We left the central station to find a shopping center so that we could eat a bit. We went to a big shopping mall, but the food offered in the restaurants of the food court were not really mouth-watering, so we opted for Burger King instead, because we don’t have them anymore in France. We began our city tour at 11:30am, and went to the TV tower at the very center of the city. The entrance is free and its 40-meter high platform gives a nice panoramic view on the city.
The initial plan of Brasília has a plane shape. There a large path that forms the body, a bit like the Washington Mall in the U.S. with many parks and monuments. It starts with a statue of president Kubitschek, in the middle you’ll find the central transportation station, and at the end the majority of the political buildings. The wings spread on either side of this Mall and are composed of identical symmetrical blocks. There are hotel blocks, shopping center blocks and residential blocks, that are all build following the same model.

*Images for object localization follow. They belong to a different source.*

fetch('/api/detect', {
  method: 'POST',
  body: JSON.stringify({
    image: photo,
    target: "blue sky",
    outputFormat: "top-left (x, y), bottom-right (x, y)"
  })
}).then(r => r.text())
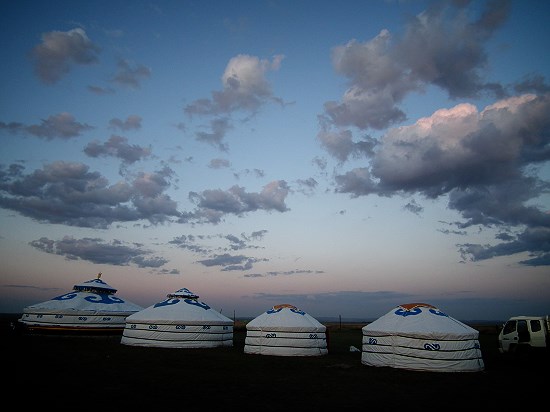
top-left (1, 0), bottom-right (549, 322)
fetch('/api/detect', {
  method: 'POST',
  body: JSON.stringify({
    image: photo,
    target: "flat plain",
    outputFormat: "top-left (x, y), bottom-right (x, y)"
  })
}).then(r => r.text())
top-left (3, 314), bottom-right (547, 409)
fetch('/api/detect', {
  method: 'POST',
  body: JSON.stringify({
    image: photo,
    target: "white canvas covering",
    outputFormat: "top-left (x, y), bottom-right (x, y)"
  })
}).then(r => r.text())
top-left (244, 303), bottom-right (328, 356)
top-left (361, 303), bottom-right (484, 372)
top-left (120, 287), bottom-right (233, 348)
top-left (19, 273), bottom-right (143, 332)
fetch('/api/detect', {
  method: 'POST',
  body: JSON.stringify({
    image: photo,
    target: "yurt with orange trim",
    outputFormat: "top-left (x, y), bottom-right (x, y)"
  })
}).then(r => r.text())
top-left (361, 303), bottom-right (484, 372)
top-left (244, 303), bottom-right (328, 356)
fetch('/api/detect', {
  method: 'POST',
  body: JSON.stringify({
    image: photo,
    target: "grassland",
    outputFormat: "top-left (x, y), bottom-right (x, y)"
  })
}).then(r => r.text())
top-left (3, 314), bottom-right (547, 409)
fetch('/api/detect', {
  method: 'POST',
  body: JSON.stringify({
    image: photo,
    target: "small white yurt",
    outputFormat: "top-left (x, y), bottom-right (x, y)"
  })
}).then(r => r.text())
top-left (19, 272), bottom-right (143, 333)
top-left (361, 302), bottom-right (484, 372)
top-left (244, 303), bottom-right (328, 356)
top-left (120, 287), bottom-right (233, 348)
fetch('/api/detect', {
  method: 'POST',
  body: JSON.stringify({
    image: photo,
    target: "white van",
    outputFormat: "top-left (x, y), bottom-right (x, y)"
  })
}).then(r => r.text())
top-left (498, 315), bottom-right (549, 354)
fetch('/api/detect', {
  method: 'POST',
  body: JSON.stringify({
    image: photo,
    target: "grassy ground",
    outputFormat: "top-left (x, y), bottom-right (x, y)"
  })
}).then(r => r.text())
top-left (4, 314), bottom-right (548, 409)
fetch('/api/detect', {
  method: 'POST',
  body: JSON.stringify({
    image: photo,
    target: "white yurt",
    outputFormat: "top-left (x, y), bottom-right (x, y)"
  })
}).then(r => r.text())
top-left (244, 303), bottom-right (328, 356)
top-left (120, 287), bottom-right (233, 348)
top-left (361, 302), bottom-right (484, 372)
top-left (18, 272), bottom-right (143, 333)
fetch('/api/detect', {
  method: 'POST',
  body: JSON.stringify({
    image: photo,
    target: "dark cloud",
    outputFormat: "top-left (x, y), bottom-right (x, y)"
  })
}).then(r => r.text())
top-left (30, 28), bottom-right (100, 84)
top-left (403, 199), bottom-right (423, 215)
top-left (234, 168), bottom-right (265, 180)
top-left (0, 161), bottom-right (292, 228)
top-left (265, 269), bottom-right (324, 276)
top-left (317, 128), bottom-right (378, 163)
top-left (87, 85), bottom-right (115, 95)
top-left (249, 230), bottom-right (268, 240)
top-left (196, 253), bottom-right (267, 271)
top-left (185, 54), bottom-right (284, 116)
top-left (169, 230), bottom-right (267, 255)
top-left (108, 115), bottom-right (142, 131)
top-left (183, 180), bottom-right (290, 224)
top-left (295, 177), bottom-right (318, 196)
top-left (208, 158), bottom-right (231, 169)
top-left (0, 161), bottom-right (180, 228)
top-left (396, 0), bottom-right (509, 99)
top-left (195, 118), bottom-right (231, 151)
top-left (225, 234), bottom-right (246, 250)
top-left (168, 235), bottom-right (210, 254)
top-left (459, 227), bottom-right (550, 267)
top-left (1, 113), bottom-right (94, 140)
top-left (331, 93), bottom-right (550, 265)
top-left (0, 122), bottom-right (24, 133)
top-left (184, 54), bottom-right (284, 150)
top-left (112, 58), bottom-right (151, 89)
top-left (312, 156), bottom-right (328, 171)
top-left (322, 0), bottom-right (510, 131)
top-left (514, 74), bottom-right (550, 94)
top-left (242, 273), bottom-right (263, 278)
top-left (84, 135), bottom-right (152, 165)
top-left (157, 268), bottom-right (181, 275)
top-left (29, 236), bottom-right (167, 268)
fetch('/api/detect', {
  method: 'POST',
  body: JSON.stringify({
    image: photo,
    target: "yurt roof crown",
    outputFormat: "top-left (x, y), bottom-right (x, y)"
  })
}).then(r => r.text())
top-left (166, 287), bottom-right (199, 300)
top-left (72, 272), bottom-right (117, 294)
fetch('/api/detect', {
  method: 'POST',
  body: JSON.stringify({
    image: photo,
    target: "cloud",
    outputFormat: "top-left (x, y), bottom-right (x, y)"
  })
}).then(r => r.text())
top-left (29, 236), bottom-right (168, 268)
top-left (1, 113), bottom-right (94, 140)
top-left (87, 85), bottom-right (115, 95)
top-left (168, 230), bottom-right (267, 255)
top-left (0, 161), bottom-right (290, 228)
top-left (185, 54), bottom-right (284, 116)
top-left (234, 168), bottom-right (265, 180)
top-left (84, 135), bottom-right (152, 165)
top-left (322, 0), bottom-right (510, 131)
top-left (0, 161), bottom-right (180, 228)
top-left (403, 199), bottom-right (423, 215)
top-left (195, 117), bottom-right (232, 151)
top-left (182, 180), bottom-right (290, 224)
top-left (265, 269), bottom-right (325, 276)
top-left (169, 235), bottom-right (210, 254)
top-left (514, 74), bottom-right (550, 94)
top-left (290, 178), bottom-right (317, 197)
top-left (248, 230), bottom-right (268, 240)
top-left (196, 253), bottom-right (267, 271)
top-left (317, 128), bottom-right (378, 163)
top-left (332, 93), bottom-right (550, 265)
top-left (30, 28), bottom-right (100, 84)
top-left (108, 115), bottom-right (142, 131)
top-left (208, 158), bottom-right (231, 169)
top-left (459, 227), bottom-right (550, 267)
top-left (334, 94), bottom-right (550, 197)
top-left (112, 58), bottom-right (151, 89)
top-left (184, 54), bottom-right (284, 150)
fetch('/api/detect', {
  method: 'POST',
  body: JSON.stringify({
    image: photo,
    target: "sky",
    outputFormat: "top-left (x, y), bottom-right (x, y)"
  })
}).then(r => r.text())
top-left (1, 0), bottom-right (549, 322)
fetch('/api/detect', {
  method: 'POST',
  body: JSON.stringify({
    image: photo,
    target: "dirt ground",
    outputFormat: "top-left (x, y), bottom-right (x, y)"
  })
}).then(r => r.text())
top-left (4, 315), bottom-right (548, 409)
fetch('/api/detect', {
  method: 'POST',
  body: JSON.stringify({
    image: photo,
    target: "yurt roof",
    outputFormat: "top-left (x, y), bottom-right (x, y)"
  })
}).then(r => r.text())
top-left (246, 303), bottom-right (326, 332)
top-left (362, 302), bottom-right (478, 340)
top-left (125, 287), bottom-right (232, 325)
top-left (22, 273), bottom-right (143, 315)
top-left (72, 272), bottom-right (117, 293)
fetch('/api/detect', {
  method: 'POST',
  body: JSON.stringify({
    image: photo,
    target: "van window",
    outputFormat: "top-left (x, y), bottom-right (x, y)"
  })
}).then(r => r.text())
top-left (530, 320), bottom-right (541, 333)
top-left (503, 320), bottom-right (516, 335)
top-left (517, 320), bottom-right (530, 342)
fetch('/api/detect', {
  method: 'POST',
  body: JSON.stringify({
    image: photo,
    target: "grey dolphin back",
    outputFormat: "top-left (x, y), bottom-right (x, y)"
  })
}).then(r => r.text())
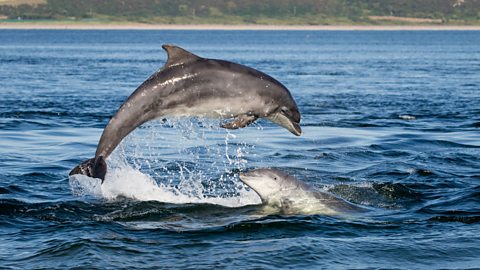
top-left (73, 45), bottom-right (208, 178)
top-left (94, 45), bottom-right (199, 159)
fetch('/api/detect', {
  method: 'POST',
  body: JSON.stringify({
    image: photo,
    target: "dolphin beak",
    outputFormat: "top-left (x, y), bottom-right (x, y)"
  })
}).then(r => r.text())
top-left (288, 121), bottom-right (302, 136)
top-left (239, 170), bottom-right (262, 181)
top-left (267, 113), bottom-right (302, 136)
top-left (239, 172), bottom-right (248, 181)
top-left (239, 171), bottom-right (255, 183)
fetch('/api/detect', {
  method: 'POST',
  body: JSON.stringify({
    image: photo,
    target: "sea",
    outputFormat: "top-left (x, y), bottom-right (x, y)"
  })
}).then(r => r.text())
top-left (0, 29), bottom-right (479, 269)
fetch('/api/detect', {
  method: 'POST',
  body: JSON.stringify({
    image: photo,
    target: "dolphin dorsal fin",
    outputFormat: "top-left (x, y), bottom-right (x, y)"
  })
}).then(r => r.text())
top-left (162, 44), bottom-right (201, 68)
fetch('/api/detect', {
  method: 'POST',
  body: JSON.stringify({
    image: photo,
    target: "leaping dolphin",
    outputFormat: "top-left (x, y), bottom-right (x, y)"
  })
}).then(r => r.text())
top-left (70, 45), bottom-right (301, 181)
top-left (240, 168), bottom-right (367, 215)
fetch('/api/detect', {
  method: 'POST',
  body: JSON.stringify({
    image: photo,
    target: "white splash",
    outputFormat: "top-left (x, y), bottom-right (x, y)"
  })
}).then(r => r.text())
top-left (69, 164), bottom-right (261, 207)
top-left (399, 114), bottom-right (416, 120)
top-left (69, 118), bottom-right (262, 208)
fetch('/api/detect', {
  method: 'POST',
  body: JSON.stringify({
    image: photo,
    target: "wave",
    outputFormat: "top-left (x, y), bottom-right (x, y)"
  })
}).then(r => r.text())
top-left (428, 214), bottom-right (480, 224)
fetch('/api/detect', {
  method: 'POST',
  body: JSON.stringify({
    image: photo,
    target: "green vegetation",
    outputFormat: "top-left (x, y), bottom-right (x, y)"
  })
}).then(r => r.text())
top-left (1, 0), bottom-right (479, 25)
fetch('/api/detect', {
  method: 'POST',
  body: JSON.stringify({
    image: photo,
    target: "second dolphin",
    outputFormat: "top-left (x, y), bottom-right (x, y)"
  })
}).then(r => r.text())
top-left (240, 168), bottom-right (367, 215)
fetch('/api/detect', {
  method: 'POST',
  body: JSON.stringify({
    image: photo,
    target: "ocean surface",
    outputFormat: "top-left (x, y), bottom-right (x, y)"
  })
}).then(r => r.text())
top-left (0, 30), bottom-right (479, 269)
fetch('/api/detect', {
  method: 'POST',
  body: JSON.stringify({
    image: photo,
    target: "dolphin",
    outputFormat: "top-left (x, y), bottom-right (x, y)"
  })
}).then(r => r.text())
top-left (239, 168), bottom-right (367, 215)
top-left (70, 45), bottom-right (301, 181)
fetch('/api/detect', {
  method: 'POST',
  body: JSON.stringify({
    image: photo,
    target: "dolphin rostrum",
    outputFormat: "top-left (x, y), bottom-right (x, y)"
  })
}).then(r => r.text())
top-left (70, 45), bottom-right (301, 181)
top-left (239, 168), bottom-right (367, 215)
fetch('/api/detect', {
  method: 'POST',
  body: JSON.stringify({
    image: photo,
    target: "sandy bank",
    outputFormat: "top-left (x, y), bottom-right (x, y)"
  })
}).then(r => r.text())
top-left (1, 22), bottom-right (480, 30)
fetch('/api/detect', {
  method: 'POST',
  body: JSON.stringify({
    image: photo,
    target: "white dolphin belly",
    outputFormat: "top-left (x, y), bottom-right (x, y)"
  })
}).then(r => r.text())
top-left (263, 189), bottom-right (347, 215)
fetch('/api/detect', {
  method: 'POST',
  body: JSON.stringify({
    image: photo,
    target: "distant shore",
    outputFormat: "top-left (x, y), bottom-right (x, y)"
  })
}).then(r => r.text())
top-left (1, 21), bottom-right (480, 30)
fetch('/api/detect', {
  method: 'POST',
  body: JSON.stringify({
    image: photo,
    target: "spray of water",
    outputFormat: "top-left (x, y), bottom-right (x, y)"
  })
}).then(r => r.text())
top-left (70, 118), bottom-right (262, 207)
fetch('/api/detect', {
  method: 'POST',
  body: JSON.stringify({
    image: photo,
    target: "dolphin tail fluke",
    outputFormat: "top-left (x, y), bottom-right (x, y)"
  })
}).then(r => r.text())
top-left (69, 156), bottom-right (107, 182)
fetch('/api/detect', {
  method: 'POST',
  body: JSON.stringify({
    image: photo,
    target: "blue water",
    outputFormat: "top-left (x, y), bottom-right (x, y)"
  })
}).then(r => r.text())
top-left (1, 30), bottom-right (479, 269)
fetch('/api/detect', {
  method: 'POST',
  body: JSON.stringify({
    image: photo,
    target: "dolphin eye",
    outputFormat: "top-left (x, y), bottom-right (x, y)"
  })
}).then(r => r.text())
top-left (280, 107), bottom-right (291, 116)
top-left (274, 177), bottom-right (277, 181)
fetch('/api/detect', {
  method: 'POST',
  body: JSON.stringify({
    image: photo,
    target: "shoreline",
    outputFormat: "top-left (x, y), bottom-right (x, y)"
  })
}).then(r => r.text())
top-left (1, 22), bottom-right (480, 30)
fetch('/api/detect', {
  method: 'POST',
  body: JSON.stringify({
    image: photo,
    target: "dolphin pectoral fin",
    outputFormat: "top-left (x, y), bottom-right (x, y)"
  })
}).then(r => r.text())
top-left (220, 114), bottom-right (258, 130)
top-left (280, 198), bottom-right (294, 214)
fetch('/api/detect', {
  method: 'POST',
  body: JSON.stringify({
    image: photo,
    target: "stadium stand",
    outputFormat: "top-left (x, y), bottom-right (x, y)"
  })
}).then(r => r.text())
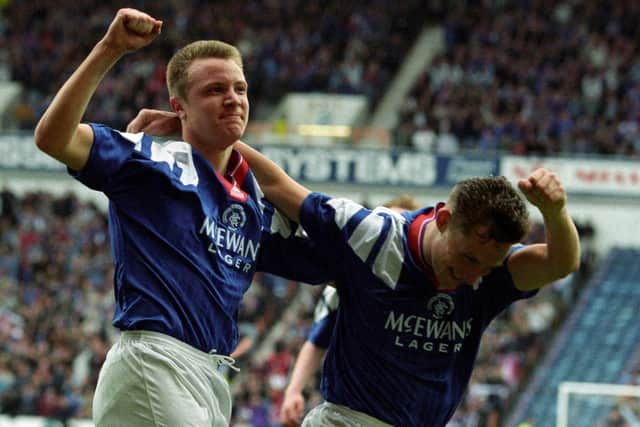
top-left (508, 247), bottom-right (640, 427)
top-left (2, 0), bottom-right (443, 131)
top-left (394, 1), bottom-right (640, 156)
top-left (0, 192), bottom-right (111, 421)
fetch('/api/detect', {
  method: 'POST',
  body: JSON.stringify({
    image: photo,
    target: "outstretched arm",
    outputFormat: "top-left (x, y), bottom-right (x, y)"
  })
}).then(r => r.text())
top-left (281, 341), bottom-right (326, 427)
top-left (509, 168), bottom-right (581, 290)
top-left (235, 142), bottom-right (310, 223)
top-left (34, 9), bottom-right (162, 170)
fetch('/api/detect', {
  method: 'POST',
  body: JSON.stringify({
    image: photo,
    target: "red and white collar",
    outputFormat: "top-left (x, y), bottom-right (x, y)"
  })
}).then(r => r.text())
top-left (216, 149), bottom-right (249, 202)
top-left (407, 202), bottom-right (444, 287)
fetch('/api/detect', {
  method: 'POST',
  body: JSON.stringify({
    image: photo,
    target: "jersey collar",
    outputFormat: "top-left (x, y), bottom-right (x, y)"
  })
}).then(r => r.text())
top-left (407, 202), bottom-right (444, 287)
top-left (216, 149), bottom-right (249, 202)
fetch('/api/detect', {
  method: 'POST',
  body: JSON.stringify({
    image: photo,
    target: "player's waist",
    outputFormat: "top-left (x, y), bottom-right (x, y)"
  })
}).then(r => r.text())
top-left (120, 330), bottom-right (237, 370)
top-left (112, 291), bottom-right (240, 353)
top-left (321, 402), bottom-right (393, 427)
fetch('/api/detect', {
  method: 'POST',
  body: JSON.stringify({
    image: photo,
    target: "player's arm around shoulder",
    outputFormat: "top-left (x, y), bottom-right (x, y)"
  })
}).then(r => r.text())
top-left (235, 141), bottom-right (310, 223)
top-left (508, 169), bottom-right (581, 291)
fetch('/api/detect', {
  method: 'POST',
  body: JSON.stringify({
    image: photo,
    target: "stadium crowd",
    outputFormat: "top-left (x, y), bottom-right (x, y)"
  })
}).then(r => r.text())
top-left (0, 191), bottom-right (111, 421)
top-left (2, 0), bottom-right (441, 131)
top-left (4, 2), bottom-right (640, 158)
top-left (395, 0), bottom-right (640, 156)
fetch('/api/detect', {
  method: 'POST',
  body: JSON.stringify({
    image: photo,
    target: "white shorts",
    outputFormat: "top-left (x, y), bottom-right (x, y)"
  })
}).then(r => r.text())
top-left (302, 401), bottom-right (393, 427)
top-left (92, 330), bottom-right (234, 427)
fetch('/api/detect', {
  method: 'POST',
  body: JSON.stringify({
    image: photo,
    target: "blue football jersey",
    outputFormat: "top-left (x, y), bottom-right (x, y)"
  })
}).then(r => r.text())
top-left (307, 286), bottom-right (339, 349)
top-left (70, 124), bottom-right (324, 354)
top-left (297, 192), bottom-right (536, 427)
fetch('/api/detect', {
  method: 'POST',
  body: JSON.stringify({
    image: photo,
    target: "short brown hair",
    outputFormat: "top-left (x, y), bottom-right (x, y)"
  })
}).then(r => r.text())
top-left (166, 40), bottom-right (243, 99)
top-left (447, 175), bottom-right (529, 243)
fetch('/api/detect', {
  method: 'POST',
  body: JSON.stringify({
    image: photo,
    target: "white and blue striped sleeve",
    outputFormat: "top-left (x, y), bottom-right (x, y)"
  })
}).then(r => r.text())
top-left (307, 287), bottom-right (339, 348)
top-left (257, 197), bottom-right (332, 284)
top-left (300, 192), bottom-right (408, 290)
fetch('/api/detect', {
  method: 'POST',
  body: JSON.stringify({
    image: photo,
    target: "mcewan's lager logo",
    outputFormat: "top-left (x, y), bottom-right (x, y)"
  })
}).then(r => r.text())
top-left (222, 204), bottom-right (247, 230)
top-left (199, 204), bottom-right (258, 273)
top-left (385, 293), bottom-right (472, 354)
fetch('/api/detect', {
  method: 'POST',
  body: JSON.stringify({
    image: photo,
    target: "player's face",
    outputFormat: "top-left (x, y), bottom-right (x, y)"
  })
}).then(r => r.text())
top-left (431, 224), bottom-right (511, 290)
top-left (179, 57), bottom-right (249, 149)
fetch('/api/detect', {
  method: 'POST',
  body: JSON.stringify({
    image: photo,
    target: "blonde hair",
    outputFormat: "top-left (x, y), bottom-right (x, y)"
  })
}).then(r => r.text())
top-left (166, 40), bottom-right (243, 99)
top-left (382, 194), bottom-right (420, 211)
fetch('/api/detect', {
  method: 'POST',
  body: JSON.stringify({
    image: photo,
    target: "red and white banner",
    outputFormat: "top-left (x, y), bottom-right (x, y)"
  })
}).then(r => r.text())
top-left (502, 156), bottom-right (640, 196)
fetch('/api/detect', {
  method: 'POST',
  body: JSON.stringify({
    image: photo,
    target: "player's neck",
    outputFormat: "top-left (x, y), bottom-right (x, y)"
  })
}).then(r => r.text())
top-left (193, 141), bottom-right (234, 174)
top-left (181, 126), bottom-right (236, 173)
top-left (208, 148), bottom-right (233, 174)
top-left (421, 221), bottom-right (449, 289)
top-left (421, 221), bottom-right (435, 270)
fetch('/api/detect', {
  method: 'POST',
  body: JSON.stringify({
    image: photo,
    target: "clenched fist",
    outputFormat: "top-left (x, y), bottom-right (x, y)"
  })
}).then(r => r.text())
top-left (517, 168), bottom-right (567, 217)
top-left (101, 8), bottom-right (162, 55)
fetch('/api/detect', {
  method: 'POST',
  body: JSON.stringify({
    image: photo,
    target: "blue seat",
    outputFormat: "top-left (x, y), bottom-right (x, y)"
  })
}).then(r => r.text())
top-left (509, 247), bottom-right (640, 427)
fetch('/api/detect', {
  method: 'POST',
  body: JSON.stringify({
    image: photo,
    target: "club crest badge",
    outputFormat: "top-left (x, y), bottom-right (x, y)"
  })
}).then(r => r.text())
top-left (222, 204), bottom-right (247, 230)
top-left (427, 294), bottom-right (454, 319)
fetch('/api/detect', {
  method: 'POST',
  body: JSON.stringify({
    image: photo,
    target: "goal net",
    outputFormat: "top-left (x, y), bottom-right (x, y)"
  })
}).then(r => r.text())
top-left (556, 381), bottom-right (640, 427)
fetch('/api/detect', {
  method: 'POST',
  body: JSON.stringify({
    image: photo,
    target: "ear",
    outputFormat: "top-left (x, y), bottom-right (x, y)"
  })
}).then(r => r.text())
top-left (170, 96), bottom-right (187, 120)
top-left (435, 207), bottom-right (451, 232)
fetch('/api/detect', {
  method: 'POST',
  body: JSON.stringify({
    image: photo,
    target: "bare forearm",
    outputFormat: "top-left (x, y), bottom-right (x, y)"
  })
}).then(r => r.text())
top-left (513, 169), bottom-right (582, 290)
top-left (235, 142), bottom-right (310, 222)
top-left (286, 341), bottom-right (326, 394)
top-left (35, 41), bottom-right (122, 160)
top-left (542, 206), bottom-right (581, 277)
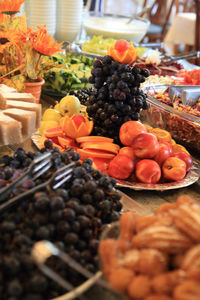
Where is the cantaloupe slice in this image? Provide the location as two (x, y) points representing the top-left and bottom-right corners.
(58, 136), (75, 148)
(77, 148), (115, 160)
(76, 136), (114, 144)
(80, 142), (120, 154)
(44, 126), (63, 138)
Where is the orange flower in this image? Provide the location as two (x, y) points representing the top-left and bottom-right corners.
(0, 30), (18, 52)
(33, 26), (63, 56)
(0, 0), (25, 14)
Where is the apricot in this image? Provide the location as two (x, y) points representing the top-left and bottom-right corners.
(128, 275), (151, 299)
(109, 267), (134, 293)
(119, 211), (136, 243)
(98, 239), (119, 278)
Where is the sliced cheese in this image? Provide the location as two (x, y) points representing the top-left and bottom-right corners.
(3, 108), (36, 136)
(7, 100), (41, 128)
(0, 84), (16, 93)
(1, 92), (36, 103)
(0, 111), (22, 145)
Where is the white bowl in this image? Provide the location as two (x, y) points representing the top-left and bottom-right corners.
(84, 15), (150, 43)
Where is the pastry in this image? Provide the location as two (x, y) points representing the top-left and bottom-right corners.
(173, 280), (200, 300)
(132, 226), (192, 253)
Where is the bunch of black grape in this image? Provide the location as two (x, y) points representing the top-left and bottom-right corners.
(69, 87), (96, 106)
(0, 143), (122, 299)
(86, 55), (150, 143)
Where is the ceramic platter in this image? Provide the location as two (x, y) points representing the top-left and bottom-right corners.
(116, 160), (200, 191)
(32, 132), (199, 192)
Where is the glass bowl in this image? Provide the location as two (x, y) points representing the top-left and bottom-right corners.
(83, 14), (150, 43)
(142, 85), (200, 153)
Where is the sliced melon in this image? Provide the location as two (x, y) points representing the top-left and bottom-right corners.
(80, 142), (120, 154)
(76, 136), (114, 144)
(77, 148), (115, 160)
(58, 136), (75, 148)
(44, 126), (63, 138)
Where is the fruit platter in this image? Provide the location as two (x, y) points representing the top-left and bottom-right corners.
(0, 2), (200, 298)
(32, 39), (199, 192)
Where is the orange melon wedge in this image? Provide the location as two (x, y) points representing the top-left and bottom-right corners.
(58, 136), (75, 148)
(77, 148), (115, 160)
(76, 136), (114, 144)
(44, 126), (63, 138)
(80, 142), (120, 154)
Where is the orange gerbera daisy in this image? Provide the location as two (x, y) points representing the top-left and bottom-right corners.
(33, 26), (63, 56)
(0, 0), (25, 15)
(0, 30), (18, 52)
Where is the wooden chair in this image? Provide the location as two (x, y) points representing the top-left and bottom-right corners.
(142, 0), (176, 42)
(143, 0), (195, 43)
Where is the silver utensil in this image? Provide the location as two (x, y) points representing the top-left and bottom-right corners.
(0, 161), (75, 214)
(62, 41), (103, 59)
(126, 6), (151, 24)
(162, 51), (200, 63)
(32, 241), (108, 298)
(0, 152), (52, 203)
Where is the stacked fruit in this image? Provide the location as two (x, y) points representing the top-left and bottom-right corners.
(108, 121), (193, 183)
(86, 40), (150, 144)
(99, 195), (200, 300)
(0, 144), (122, 299)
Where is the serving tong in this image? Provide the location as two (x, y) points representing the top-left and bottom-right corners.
(0, 153), (75, 214)
(161, 50), (200, 63)
(31, 241), (108, 300)
(0, 152), (52, 203)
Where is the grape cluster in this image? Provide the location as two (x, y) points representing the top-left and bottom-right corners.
(69, 88), (96, 106)
(86, 55), (150, 143)
(0, 144), (122, 299)
(0, 140), (80, 194)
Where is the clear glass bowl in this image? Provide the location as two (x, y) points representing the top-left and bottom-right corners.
(83, 13), (150, 43)
(142, 85), (200, 153)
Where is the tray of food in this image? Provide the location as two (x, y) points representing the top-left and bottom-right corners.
(99, 194), (200, 300)
(142, 84), (200, 153)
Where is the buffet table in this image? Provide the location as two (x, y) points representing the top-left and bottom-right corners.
(3, 118), (200, 216)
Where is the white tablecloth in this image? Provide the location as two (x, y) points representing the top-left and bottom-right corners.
(164, 12), (196, 54)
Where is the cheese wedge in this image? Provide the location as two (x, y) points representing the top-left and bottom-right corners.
(7, 100), (41, 128)
(0, 84), (16, 93)
(3, 108), (36, 136)
(0, 112), (22, 145)
(1, 92), (36, 103)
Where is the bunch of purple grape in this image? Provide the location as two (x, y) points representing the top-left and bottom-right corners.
(86, 55), (150, 144)
(0, 143), (122, 299)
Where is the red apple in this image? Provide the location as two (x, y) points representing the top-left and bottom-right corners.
(119, 121), (147, 146)
(135, 159), (161, 184)
(72, 115), (85, 128)
(108, 154), (135, 180)
(172, 152), (193, 172)
(162, 157), (186, 181)
(119, 147), (135, 161)
(132, 132), (159, 159)
(154, 142), (172, 166)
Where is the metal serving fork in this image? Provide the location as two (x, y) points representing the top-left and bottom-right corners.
(0, 161), (75, 214)
(32, 241), (108, 300)
(0, 152), (52, 203)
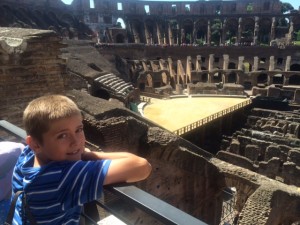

The city is spectacular in its homogeneity, and though many aspects were very innovative, they didn’t clearly foresee the future of transportation. They believed in a strong development of individual mobility due to automobiles, so the city did not include any underground mean of transportation, because cars were kings. But today the reality is different from the 60’s and in Brasilia, pedestrians or bicycles are nowhere to be seen on these great huge avenues, up to 6 lines of cars, with no pedestrian crossing whatsoever, no bike path. Even today the subway, opened in 2001, only provides partial access to the city, it serves mainly to adjacent town going to the city center.
The metropolitan cathedral, symbol of Oscar Niemeyer’s architecture, offers a stunning interior view. The large curved ceiling bathes in light and colors and it feels almost magical, yet simple.
We slowly made our way along the central mall from the TV tower to the parliament building. The original architectures are sometimes amazing beautiful, sometimes weird, but always spectacular. The order of these buildings along this central alley gives it a futuristic feel, but it remains simple. And then the rain joined the party at 3pm.
We hop on a bus for the central station, and found our way to another impressive church, with large stained-glass windows, all in blue or purple hues. Time goes on, and we hurry a little to get something to eat, then jump on the subway car and return to the bus terminal. We ate our calzones while waiting for our bus to Cuiabá.
It was a small day in this strange capital city, but we enjouyed catching a glimpse of the challenges the architectes had to face to build this city in such a short amount of time, the only modern city to be on the UNESCO World Heritage list, by the way.